Katie Jory, representing the state in Taylor, said there was a lot of discussion before the court about brain development and how a mandatory life sentence violates constitutional rights, but she wanted to focus on the constitutional rights of victims and their families.

"Mandatory lifetime imprisonment for first-degree murder is commensurate with the gravity of the crime. Michigan imposes the same punishment for other non-homicide offenses. Michigan is not an outlier in this, and the sentence furthers valid penological goals of retribution and incapacitation," Jory said. "The science regarding exactly at what age and what it means for her brain to be fully developed is still evolving and rapidly evolving, and at over 20 years old, defendant's brain was sufficiently developed to understand that a premeditated and deliberate murder was wrong.

Jory added that the Legislature has decided that the proper punishment is mandatory lifetime imprisonment, and that should be respected. Not respecting that line and extending it to 20-year-olds, Jory said, could mean some 600 defendants needing to be resentenced, and that equated to 600 victims' families who could suffer as a consequence.

"That's thousands of people across the state of Michigan who would be forced to reopen these old wounds, stop where they are in their grieving process, go in front of a court again and bear publicly their soul regarding the hurt that they have experienced based on the murder of their loved one," Jory said.

Tim Baughman, representing the people in Poole, asked the court to not take up the test for retroactivity mentioned by Menlo but to instead use another that would clarify whether retroactivity was available in Parks. By that measure, Baughman said the court should decline to do so.

In all, justices fielded questions about the science behind that decision, whether they would be encroaching on the Legislature's inherent power and duty to extend the Parks rule and if they would be going too far in their own jurisprudence if it did decide to move the goalpost again.

Justice Richard Bernstein asked Menlo about how the court should legally draw the distinction between juveniles if the science keeps changing.

Menlo said the task before the bench was admittedly difficult.

"Any line that this court draws should be guided by the relevant science, and the court did reference a number of scientific studies and articles in the Parks opinion," she said. "All of those support our position here today that 19-year-olds are included in the definition of a late adolescent."

Chief Justice Elizabeth Clement doubled down on that question and expanded it to the 25 years old reference in the scientific studies that forged Parks. She asked Menlo how they should reconcile that given 25 years old is well into adulthood.

As Menlo reiterated her previous response, Clement asked pointedly why this shouldn't just be left up to the Legislature.

"The court has already said, here's the science. They've extended this to 18-year-olds.

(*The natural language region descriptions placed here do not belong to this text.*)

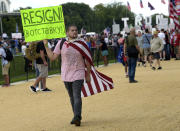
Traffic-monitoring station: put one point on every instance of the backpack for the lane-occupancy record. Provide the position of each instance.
(62, 42)
(131, 50)
(9, 55)
(31, 53)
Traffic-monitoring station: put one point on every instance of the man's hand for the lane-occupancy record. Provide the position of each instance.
(88, 78)
(45, 42)
(45, 63)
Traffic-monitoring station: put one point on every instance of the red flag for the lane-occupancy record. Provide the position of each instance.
(141, 4)
(162, 1)
(99, 82)
(178, 6)
(128, 6)
(173, 13)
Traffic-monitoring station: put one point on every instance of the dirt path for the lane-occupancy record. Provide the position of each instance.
(151, 105)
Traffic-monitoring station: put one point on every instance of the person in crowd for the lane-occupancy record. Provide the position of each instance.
(104, 50)
(121, 55)
(115, 46)
(13, 46)
(93, 46)
(140, 44)
(132, 44)
(176, 44)
(146, 46)
(172, 33)
(161, 35)
(42, 66)
(72, 70)
(156, 47)
(167, 45)
(5, 66)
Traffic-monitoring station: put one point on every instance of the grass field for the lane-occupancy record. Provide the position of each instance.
(153, 104)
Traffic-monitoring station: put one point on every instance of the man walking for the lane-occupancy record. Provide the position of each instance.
(156, 47)
(42, 66)
(131, 45)
(5, 66)
(72, 70)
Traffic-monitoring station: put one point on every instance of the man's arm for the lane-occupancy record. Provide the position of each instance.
(50, 54)
(43, 57)
(88, 78)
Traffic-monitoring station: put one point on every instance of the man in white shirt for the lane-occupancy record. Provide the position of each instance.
(161, 35)
(5, 66)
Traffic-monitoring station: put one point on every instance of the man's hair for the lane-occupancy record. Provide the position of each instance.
(68, 28)
(147, 30)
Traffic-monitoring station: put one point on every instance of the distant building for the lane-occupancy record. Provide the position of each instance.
(4, 6)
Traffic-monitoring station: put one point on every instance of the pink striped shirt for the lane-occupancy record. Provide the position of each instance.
(72, 67)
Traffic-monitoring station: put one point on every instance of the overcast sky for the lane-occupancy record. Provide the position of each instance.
(135, 6)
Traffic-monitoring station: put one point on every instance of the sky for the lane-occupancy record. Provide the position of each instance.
(135, 4)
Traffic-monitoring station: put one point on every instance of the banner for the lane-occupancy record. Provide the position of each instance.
(16, 35)
(116, 28)
(43, 23)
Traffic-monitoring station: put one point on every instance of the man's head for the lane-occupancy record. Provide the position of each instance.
(1, 44)
(132, 31)
(162, 30)
(139, 33)
(146, 30)
(155, 33)
(72, 32)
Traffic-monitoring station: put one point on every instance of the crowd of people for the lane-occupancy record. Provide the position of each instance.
(140, 46)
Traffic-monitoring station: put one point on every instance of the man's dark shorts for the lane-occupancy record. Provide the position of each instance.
(156, 55)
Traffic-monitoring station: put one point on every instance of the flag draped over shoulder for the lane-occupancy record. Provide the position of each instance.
(150, 6)
(128, 6)
(173, 13)
(162, 1)
(178, 7)
(141, 4)
(99, 82)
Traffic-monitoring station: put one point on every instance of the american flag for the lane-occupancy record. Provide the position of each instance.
(141, 4)
(162, 1)
(178, 6)
(128, 6)
(150, 6)
(173, 13)
(99, 82)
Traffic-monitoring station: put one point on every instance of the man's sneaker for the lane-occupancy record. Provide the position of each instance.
(159, 68)
(46, 90)
(134, 81)
(37, 89)
(73, 120)
(153, 68)
(77, 121)
(32, 88)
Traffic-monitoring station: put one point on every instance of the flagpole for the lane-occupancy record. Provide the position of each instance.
(1, 25)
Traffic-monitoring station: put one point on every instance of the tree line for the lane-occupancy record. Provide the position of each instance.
(91, 19)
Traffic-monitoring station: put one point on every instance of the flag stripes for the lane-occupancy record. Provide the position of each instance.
(99, 82)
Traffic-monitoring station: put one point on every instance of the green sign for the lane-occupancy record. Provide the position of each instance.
(43, 23)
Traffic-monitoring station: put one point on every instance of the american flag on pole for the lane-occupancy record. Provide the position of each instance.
(162, 1)
(178, 6)
(99, 82)
(150, 6)
(141, 4)
(173, 13)
(128, 6)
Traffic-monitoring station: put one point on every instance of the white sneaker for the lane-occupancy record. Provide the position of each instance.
(37, 89)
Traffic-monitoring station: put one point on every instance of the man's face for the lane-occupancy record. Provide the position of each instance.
(72, 32)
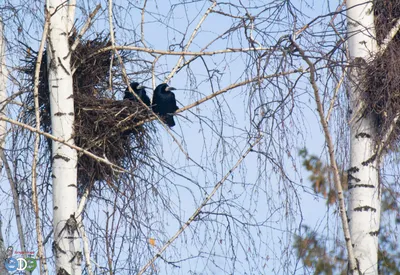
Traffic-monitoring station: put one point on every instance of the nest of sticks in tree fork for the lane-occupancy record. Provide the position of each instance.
(382, 74)
(103, 125)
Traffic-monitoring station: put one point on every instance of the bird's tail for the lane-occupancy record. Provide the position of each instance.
(169, 120)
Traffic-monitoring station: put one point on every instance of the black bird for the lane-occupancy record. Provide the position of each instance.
(164, 103)
(140, 91)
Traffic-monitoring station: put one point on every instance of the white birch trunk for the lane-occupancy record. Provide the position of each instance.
(364, 190)
(66, 245)
(3, 92)
(3, 131)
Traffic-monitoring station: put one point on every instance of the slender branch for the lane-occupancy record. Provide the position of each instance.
(35, 204)
(190, 41)
(85, 27)
(71, 13)
(152, 51)
(60, 140)
(224, 90)
(198, 210)
(331, 149)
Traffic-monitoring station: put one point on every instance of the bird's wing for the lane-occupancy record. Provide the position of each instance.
(174, 102)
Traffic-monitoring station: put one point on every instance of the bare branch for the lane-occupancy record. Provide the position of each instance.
(331, 149)
(190, 41)
(198, 210)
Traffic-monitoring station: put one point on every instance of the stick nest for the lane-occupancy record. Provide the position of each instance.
(382, 73)
(103, 125)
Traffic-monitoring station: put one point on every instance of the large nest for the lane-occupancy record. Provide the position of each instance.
(382, 73)
(103, 125)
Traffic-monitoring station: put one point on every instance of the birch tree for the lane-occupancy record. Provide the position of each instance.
(66, 244)
(364, 209)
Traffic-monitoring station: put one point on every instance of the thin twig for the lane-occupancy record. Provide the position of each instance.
(224, 90)
(389, 37)
(147, 50)
(198, 210)
(190, 41)
(60, 140)
(331, 149)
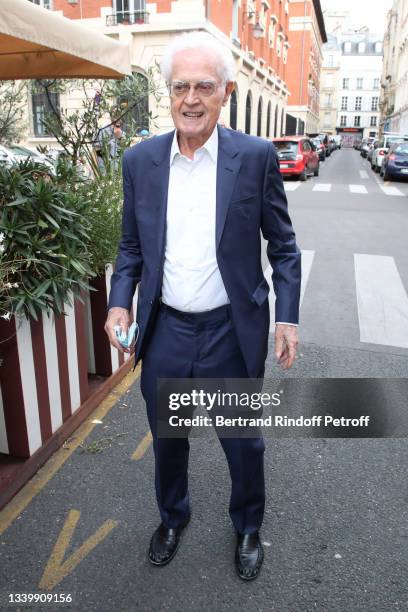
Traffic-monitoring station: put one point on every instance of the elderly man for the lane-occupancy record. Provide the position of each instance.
(195, 201)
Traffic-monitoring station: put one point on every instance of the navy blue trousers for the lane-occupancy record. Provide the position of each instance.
(200, 345)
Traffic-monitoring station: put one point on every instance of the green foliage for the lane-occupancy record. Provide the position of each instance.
(44, 256)
(104, 214)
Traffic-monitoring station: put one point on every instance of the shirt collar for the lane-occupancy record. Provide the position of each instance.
(211, 146)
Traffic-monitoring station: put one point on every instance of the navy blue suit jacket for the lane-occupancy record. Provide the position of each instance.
(250, 198)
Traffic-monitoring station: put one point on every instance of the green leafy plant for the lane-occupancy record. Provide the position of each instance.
(104, 214)
(45, 228)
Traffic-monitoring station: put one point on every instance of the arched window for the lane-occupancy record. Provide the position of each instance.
(259, 122)
(233, 110)
(268, 120)
(248, 112)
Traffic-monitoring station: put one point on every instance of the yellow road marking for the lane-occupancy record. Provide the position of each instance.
(143, 446)
(20, 501)
(57, 568)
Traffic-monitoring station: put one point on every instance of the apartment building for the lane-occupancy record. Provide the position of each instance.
(307, 34)
(255, 30)
(394, 78)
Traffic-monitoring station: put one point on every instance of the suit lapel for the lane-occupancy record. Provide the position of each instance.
(228, 166)
(159, 185)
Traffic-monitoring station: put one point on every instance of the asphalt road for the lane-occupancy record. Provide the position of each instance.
(335, 530)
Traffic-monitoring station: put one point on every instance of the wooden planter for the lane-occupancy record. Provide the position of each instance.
(43, 377)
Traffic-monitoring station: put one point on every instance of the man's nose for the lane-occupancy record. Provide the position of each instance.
(191, 96)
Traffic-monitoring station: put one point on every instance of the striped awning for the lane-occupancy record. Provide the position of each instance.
(36, 43)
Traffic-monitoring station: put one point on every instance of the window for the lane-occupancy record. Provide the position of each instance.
(137, 118)
(129, 10)
(43, 104)
(233, 110)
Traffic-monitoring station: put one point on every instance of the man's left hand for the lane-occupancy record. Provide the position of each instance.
(286, 341)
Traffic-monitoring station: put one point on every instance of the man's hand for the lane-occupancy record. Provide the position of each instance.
(117, 316)
(286, 341)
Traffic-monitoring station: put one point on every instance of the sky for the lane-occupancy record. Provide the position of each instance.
(363, 12)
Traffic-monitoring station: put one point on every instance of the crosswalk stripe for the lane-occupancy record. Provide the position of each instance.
(322, 187)
(391, 190)
(291, 186)
(307, 262)
(357, 189)
(382, 301)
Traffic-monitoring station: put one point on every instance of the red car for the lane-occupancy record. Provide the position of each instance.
(297, 156)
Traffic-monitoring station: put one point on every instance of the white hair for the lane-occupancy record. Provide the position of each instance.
(199, 40)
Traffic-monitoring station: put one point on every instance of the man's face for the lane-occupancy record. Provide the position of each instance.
(195, 115)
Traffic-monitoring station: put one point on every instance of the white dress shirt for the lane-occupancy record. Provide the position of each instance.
(191, 278)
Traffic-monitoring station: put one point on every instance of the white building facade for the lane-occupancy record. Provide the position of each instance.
(358, 110)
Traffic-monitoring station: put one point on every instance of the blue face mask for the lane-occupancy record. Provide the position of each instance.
(127, 340)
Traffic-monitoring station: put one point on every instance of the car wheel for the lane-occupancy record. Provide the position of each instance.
(303, 176)
(386, 176)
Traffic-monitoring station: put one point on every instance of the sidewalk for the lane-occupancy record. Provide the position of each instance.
(335, 530)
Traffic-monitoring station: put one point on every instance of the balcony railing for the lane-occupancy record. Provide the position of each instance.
(127, 18)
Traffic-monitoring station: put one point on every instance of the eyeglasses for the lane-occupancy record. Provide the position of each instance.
(205, 89)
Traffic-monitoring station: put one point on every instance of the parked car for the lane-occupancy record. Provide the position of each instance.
(297, 156)
(395, 164)
(370, 151)
(320, 148)
(382, 149)
(365, 145)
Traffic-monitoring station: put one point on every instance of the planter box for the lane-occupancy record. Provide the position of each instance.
(43, 377)
(103, 358)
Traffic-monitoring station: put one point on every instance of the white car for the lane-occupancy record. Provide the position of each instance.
(382, 148)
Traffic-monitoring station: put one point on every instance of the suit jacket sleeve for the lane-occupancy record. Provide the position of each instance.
(129, 262)
(283, 253)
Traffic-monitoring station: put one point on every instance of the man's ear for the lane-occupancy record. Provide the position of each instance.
(229, 88)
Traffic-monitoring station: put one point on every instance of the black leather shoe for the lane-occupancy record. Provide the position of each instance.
(164, 544)
(248, 555)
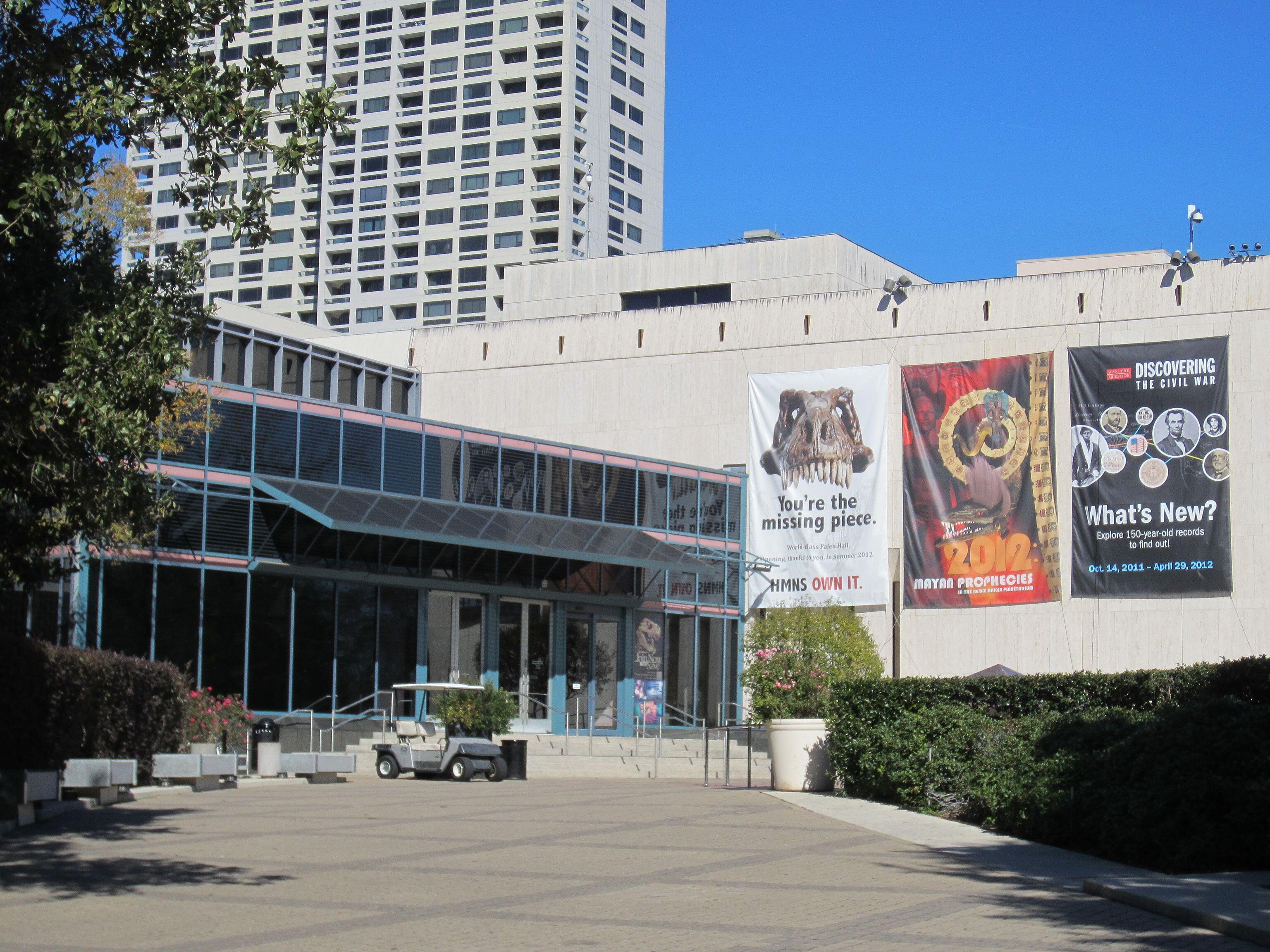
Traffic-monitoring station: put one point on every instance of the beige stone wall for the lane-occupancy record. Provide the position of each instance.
(684, 397)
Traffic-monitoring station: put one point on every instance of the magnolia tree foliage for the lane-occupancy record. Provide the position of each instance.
(88, 353)
(794, 655)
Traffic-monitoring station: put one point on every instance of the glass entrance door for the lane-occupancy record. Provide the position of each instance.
(525, 659)
(591, 672)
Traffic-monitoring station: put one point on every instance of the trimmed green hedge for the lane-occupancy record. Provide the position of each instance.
(60, 702)
(1166, 770)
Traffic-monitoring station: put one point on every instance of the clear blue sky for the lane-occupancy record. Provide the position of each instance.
(954, 138)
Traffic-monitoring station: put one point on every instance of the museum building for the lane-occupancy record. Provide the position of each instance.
(328, 543)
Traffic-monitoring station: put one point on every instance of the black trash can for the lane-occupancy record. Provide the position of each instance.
(263, 730)
(516, 753)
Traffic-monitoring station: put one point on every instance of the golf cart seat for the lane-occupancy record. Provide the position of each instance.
(416, 733)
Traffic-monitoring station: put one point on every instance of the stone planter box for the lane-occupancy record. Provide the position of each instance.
(102, 777)
(319, 769)
(202, 772)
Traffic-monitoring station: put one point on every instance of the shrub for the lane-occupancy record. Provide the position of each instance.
(795, 655)
(63, 702)
(473, 714)
(1175, 777)
(212, 720)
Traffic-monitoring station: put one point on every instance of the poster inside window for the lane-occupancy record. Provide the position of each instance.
(1151, 468)
(817, 505)
(980, 519)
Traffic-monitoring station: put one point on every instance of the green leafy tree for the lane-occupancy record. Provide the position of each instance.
(89, 352)
(794, 655)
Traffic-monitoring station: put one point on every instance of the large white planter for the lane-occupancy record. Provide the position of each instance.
(800, 754)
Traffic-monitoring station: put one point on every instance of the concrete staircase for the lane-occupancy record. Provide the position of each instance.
(551, 756)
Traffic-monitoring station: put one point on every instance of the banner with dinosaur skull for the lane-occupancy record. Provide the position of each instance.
(981, 527)
(817, 505)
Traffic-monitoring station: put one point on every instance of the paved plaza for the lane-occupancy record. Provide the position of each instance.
(547, 865)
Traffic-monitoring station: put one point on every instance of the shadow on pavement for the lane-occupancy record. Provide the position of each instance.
(50, 861)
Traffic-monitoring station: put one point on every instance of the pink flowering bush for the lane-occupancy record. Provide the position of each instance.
(210, 718)
(793, 657)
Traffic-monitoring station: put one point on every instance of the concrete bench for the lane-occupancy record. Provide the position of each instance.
(100, 777)
(21, 791)
(202, 772)
(319, 769)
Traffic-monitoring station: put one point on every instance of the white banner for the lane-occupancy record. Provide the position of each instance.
(817, 505)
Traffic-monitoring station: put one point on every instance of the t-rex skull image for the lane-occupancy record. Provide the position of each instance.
(817, 437)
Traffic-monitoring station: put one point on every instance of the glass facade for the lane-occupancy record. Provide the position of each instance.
(257, 597)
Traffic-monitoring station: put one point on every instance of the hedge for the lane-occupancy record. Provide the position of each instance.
(1166, 770)
(60, 702)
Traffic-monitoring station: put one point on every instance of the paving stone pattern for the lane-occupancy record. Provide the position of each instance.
(545, 865)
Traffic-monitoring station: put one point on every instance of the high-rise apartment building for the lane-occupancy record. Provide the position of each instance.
(491, 135)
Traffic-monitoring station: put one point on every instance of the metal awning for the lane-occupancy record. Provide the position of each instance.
(454, 524)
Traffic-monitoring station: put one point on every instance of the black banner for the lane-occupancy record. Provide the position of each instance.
(1151, 466)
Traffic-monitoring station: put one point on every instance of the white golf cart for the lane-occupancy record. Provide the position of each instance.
(427, 752)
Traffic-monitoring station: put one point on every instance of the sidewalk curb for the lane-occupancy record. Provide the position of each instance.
(1239, 927)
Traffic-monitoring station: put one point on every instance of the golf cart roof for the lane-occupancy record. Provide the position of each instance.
(437, 686)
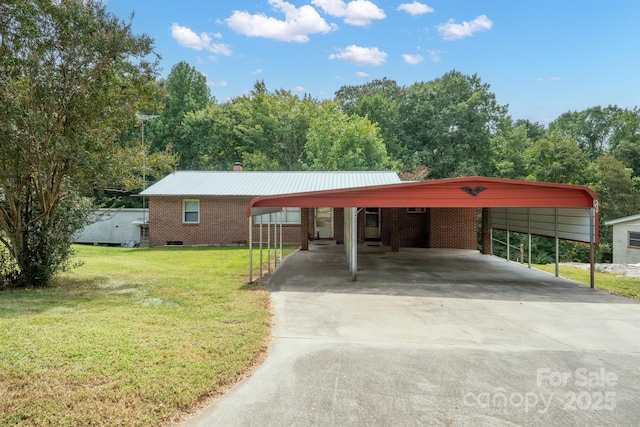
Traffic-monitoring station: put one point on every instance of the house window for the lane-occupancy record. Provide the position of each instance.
(416, 210)
(191, 211)
(290, 216)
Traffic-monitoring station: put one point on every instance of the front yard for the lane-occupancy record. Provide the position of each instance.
(132, 337)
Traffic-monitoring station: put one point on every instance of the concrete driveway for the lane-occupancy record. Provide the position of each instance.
(437, 337)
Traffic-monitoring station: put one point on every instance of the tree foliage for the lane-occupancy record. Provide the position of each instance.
(337, 141)
(72, 77)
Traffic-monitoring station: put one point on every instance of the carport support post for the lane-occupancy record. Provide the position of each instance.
(261, 218)
(529, 237)
(281, 221)
(508, 241)
(250, 248)
(557, 245)
(304, 229)
(354, 244)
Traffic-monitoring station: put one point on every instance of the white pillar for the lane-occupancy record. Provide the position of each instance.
(250, 248)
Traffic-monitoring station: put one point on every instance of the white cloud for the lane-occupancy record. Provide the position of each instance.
(298, 23)
(357, 12)
(435, 55)
(453, 31)
(412, 59)
(221, 83)
(188, 38)
(416, 8)
(360, 55)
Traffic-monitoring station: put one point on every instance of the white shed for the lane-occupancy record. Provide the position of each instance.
(626, 239)
(115, 227)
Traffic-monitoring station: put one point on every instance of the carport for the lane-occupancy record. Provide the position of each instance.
(559, 211)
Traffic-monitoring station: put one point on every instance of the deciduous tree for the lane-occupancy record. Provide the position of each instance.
(72, 77)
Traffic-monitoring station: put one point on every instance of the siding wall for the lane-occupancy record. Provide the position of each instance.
(223, 221)
(454, 228)
(622, 253)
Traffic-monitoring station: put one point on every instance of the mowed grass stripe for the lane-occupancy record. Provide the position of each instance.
(132, 337)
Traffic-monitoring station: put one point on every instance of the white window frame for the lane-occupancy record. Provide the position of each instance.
(291, 216)
(184, 211)
(416, 210)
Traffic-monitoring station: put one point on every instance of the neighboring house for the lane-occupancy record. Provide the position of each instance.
(210, 208)
(115, 227)
(626, 239)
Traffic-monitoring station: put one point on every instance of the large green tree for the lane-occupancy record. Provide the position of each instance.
(72, 77)
(337, 141)
(186, 91)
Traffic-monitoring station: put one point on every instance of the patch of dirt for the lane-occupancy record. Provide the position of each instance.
(629, 270)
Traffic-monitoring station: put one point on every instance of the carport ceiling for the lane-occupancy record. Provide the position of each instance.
(467, 192)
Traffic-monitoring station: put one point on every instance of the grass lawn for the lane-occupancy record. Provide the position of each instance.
(624, 286)
(132, 337)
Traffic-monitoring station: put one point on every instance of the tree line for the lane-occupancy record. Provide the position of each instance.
(447, 127)
(76, 84)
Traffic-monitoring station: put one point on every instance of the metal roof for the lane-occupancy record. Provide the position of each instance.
(250, 183)
(465, 192)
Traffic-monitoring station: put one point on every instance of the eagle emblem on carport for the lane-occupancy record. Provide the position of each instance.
(473, 191)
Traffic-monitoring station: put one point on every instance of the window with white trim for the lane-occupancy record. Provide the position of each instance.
(290, 216)
(416, 210)
(191, 211)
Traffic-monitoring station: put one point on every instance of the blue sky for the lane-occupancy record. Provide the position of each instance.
(542, 57)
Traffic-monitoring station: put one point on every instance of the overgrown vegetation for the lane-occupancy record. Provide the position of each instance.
(133, 337)
(74, 79)
(620, 285)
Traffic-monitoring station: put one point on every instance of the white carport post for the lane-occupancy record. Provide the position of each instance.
(281, 221)
(557, 244)
(529, 237)
(269, 246)
(261, 218)
(250, 248)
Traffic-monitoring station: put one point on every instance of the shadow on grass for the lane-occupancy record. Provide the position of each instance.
(62, 296)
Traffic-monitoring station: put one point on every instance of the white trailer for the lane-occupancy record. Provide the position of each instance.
(122, 227)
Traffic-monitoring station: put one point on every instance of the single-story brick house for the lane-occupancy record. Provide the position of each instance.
(626, 239)
(209, 208)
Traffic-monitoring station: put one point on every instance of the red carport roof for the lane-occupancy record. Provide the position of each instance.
(466, 192)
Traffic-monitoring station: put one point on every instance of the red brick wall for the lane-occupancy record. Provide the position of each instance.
(223, 221)
(454, 228)
(414, 228)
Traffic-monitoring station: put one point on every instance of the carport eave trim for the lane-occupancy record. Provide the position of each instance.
(363, 196)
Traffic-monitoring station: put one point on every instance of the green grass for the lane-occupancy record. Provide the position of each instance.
(624, 286)
(132, 337)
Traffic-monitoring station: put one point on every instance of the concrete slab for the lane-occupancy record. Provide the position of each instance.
(438, 337)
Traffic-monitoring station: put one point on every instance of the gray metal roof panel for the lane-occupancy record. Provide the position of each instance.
(250, 183)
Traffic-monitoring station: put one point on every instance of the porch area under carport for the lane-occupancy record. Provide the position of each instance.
(560, 211)
(422, 272)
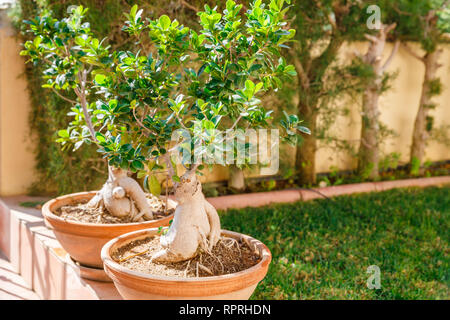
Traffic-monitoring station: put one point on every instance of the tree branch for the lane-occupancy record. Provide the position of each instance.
(81, 93)
(62, 97)
(411, 52)
(393, 52)
(189, 6)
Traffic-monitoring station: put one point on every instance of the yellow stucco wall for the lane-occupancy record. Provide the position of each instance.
(16, 157)
(398, 108)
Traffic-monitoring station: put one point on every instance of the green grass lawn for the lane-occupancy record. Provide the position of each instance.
(321, 249)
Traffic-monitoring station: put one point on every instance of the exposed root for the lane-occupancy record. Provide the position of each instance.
(204, 268)
(187, 268)
(224, 258)
(133, 255)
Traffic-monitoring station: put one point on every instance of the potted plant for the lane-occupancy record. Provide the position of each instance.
(75, 66)
(231, 61)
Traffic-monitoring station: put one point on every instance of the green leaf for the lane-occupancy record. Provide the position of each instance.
(100, 137)
(100, 79)
(137, 165)
(63, 133)
(165, 22)
(304, 129)
(154, 186)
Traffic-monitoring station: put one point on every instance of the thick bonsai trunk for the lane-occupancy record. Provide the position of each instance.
(122, 196)
(195, 225)
(305, 160)
(236, 179)
(369, 147)
(420, 132)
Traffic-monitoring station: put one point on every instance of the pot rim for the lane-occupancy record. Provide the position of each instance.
(51, 217)
(108, 262)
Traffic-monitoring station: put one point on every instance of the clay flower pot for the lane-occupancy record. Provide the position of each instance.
(135, 285)
(84, 241)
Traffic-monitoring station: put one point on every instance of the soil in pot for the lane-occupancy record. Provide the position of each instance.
(227, 256)
(79, 212)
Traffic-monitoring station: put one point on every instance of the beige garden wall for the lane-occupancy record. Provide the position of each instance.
(16, 157)
(398, 109)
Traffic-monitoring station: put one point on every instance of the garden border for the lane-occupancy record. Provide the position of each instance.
(258, 199)
(35, 254)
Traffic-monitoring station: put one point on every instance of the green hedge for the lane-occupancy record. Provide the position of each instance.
(62, 172)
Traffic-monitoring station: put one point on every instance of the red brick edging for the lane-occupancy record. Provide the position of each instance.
(259, 199)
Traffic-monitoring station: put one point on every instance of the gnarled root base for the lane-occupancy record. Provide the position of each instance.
(196, 223)
(122, 196)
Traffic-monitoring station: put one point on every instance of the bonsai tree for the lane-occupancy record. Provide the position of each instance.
(133, 105)
(224, 67)
(77, 63)
(237, 60)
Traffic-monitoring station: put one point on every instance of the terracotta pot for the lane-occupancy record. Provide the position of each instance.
(84, 241)
(135, 285)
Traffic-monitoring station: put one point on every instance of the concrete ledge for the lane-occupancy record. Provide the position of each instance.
(36, 255)
(259, 199)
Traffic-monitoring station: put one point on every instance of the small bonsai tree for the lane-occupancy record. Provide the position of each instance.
(78, 64)
(196, 84)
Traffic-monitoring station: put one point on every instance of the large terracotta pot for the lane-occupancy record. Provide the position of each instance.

Why are you relying on the court to draw that line and say the science supports up until 25, but we're only going to extend it to under 21?" Clement asked. "Why aren't we leaving that to the Legislature to make that policy decision?"

The answer, Menlo said, was that the court was duty-bound to interpret and apply the law and the Constitution, and that's what it did in Parks. Doing so in Czarnecki and Taylor would be no different.

"The Legislature can make any law it chooses, but ultimately this court is the backstop as far as constitutionality," Menlo said. "And so, because the science applies equally here, everything that the court said in Parks when it interpreted the Michigan Constitution applies."

Clement said the struggle she was having and that the court might have is it may decide that 21 is that line but no further. Menlo said, with all due respect, that appellants may very well be back in court later to argue that 22 or 23 was the appropriate line if the court decides that Parks only applies to 19- and 20-year-olds.